Publication year - 2000
Publication title -
british journal of haematology
Language(s) - English
Resource type - Journals
SCImago Journal Rank - 1.907
H-Index - 186
eISSN - 1365-2141
pISSN - 0007-1048
DOI - 10.1046/j.1365-2141.2000.01932.x
Subject(s) - coefficient of variation , medicine , cd34 , enumeration , stem cell , clinical trial , protocol (science) , external quality assessment , nuclear medicine , pathology , biology , chemistry , mathematics , chromatography , genetics , alternative medicine , combinatorics
The European Working Group on Clinical Cell Analysis (EWGCCA) has, in preparation for a multicentre peripheral blood stem cell clinical trial, developed a single‐platform flow cytometric protocol for the enumeration of CD34 + stem cells. Using this protocol, stabilized blood and targeted training, the EWGCCA have attempted to standardize CD34 + stem cell enumeration across 24 clinical sites. Results were directly compared with participants in the UK National External Quality Assessment Scheme (NEQAS) for CD34 + Stem Cell Quantification that analysed the same specimens using non‐standardized methods.
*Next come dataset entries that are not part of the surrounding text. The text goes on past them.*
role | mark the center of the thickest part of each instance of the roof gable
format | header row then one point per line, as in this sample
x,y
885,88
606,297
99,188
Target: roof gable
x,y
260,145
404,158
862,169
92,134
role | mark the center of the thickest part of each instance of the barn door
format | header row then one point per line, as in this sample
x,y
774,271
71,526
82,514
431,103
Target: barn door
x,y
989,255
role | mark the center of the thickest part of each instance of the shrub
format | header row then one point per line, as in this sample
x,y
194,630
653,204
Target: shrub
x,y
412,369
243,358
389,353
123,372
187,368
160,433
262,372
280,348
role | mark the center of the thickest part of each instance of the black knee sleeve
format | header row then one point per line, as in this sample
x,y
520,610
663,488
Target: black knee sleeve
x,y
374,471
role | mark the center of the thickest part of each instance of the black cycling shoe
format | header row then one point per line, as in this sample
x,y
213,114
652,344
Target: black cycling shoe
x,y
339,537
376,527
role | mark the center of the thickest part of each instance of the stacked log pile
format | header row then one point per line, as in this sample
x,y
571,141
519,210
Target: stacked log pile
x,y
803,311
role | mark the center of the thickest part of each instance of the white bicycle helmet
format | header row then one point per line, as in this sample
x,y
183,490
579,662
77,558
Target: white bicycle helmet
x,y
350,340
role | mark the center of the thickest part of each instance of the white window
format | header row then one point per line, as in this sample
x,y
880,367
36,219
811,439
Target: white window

Two bead‐counting systems, Flow‐Count and TruCount, were also evaluated by the EWGCCA participants during trials 2 and 3. Using Flow‐Count, the intralaboratory coefficient of variation (CV) was ≤ 5% in 39% of the laboratories (trial 1), increasing to 65% by trial 3. Interlaboratory variation was reduced from 23.3% (trial 1) to 10.8% in trial 3. In trial 2, 70% of laboratories achieved an intralaboratory CV ≤ 5% using TruCount, increasing to 74% for trial 3; the interlaboratory CV was reduced from 23.4% to 9.5%. Comparative analysis of the EWGCCA and the UK NEQAS cohorts revealed that EWGCCA laboratories, using the standardized approach, had lower interlaboratory variation. Thus, the use of a common standardized protocol and targeted training significantly reduced intra‐ and interlaboratory CD34 + cell count variation.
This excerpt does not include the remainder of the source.